Use Scalia's Words Against Him
by Deacon Blues
The Supreme Court handed the EPA and environmentalists a major victory today when in a 6-2 vote (with Justice Alito abstaining), the Court ruled the EPA had the authority to regulate the effects of multi-state pollution, specifically from upstream polluters like coal-fired plants.
Naturally, the two dissenters were Justices Antonin Scalia and Clarence Thomas, but in the case of Scalia, his argument wasn't overtly pro-industry and anti-environmental. Rather, Scalia based his dissent on a different issue, namely the EPA's lack of clear congressional and statutory authority to implement a mechanism for determining each polluting entity's responsibility.
"EPA’s utterly fanciful ‘from each according to its ability’ construction sacrifices democratically adopted text to bureaucratically favored policy," Scalia wrote.
[snip]
The case, Scalia said from the bench, illustrates "the major problem that many citizens have with the federal government these days: that they are governed not so much by their elected representatives as by an unelected bureaucracy operating under vague statutory standards."
If Scalia places so much weight upon "democratically adopted text" passed by elected representatives, then under what basis did Scalia and Clarence Thomas ignore clear congressional intent and voting records to gut the Voting Rights Act and rule that the Court was better equipped than Congress to address the issue of discrimination and voting rights?
If Scalia places so much weight upon "democratically adopted text" passed by elected representatives, then under what basis did Scalia and Clarence Thomas destroy the McCain-Feingold campaign finance reform measure, which was democratically adopted text passed by elected representatives? Scalia and Thomas would argue that the law and the Constitution equate money with speech, and also extend the rights of individuals to corporations. Yet where in the laws or the Constitution is there a statutory foundation for corporate money being treated as speech, or for corporations to be extended the rights of the individual?

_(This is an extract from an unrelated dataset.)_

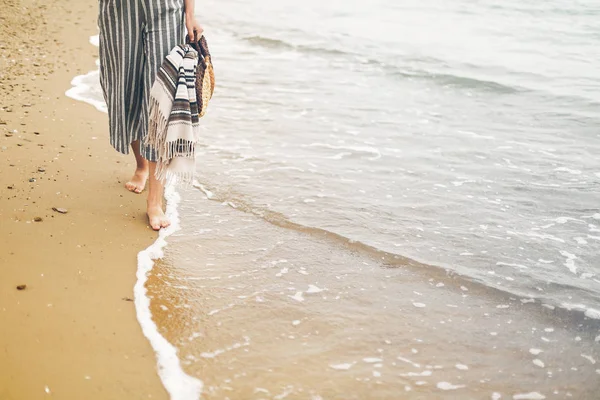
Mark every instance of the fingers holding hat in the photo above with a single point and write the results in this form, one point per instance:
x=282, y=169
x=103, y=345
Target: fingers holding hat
x=195, y=30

Having said that, Scalia gave Democrats the tools to undercut his likely dissent in any effort to strip post-Citizens United groups of their tax-exempt status. As a reminder, these groups are getting their tax exemption because the IRS erroneously issued a regulation in 1959 that allowed social welfare organizations to get this treatment if they were "primarily engaged" in social welfare work, whereas the actual tax code requires these groups to be involved "exclusively" in promoting social welfare to get the tax exempt status. If Scalia is such a proponent of democratically adopted text over bureaucratically issued regulations, then he and Thomas should have no problem with any bill that guts the tax exempt status of political groups fronting as social welfare entities.
Yeah, I know, they're really nothing more than political hacks in robes.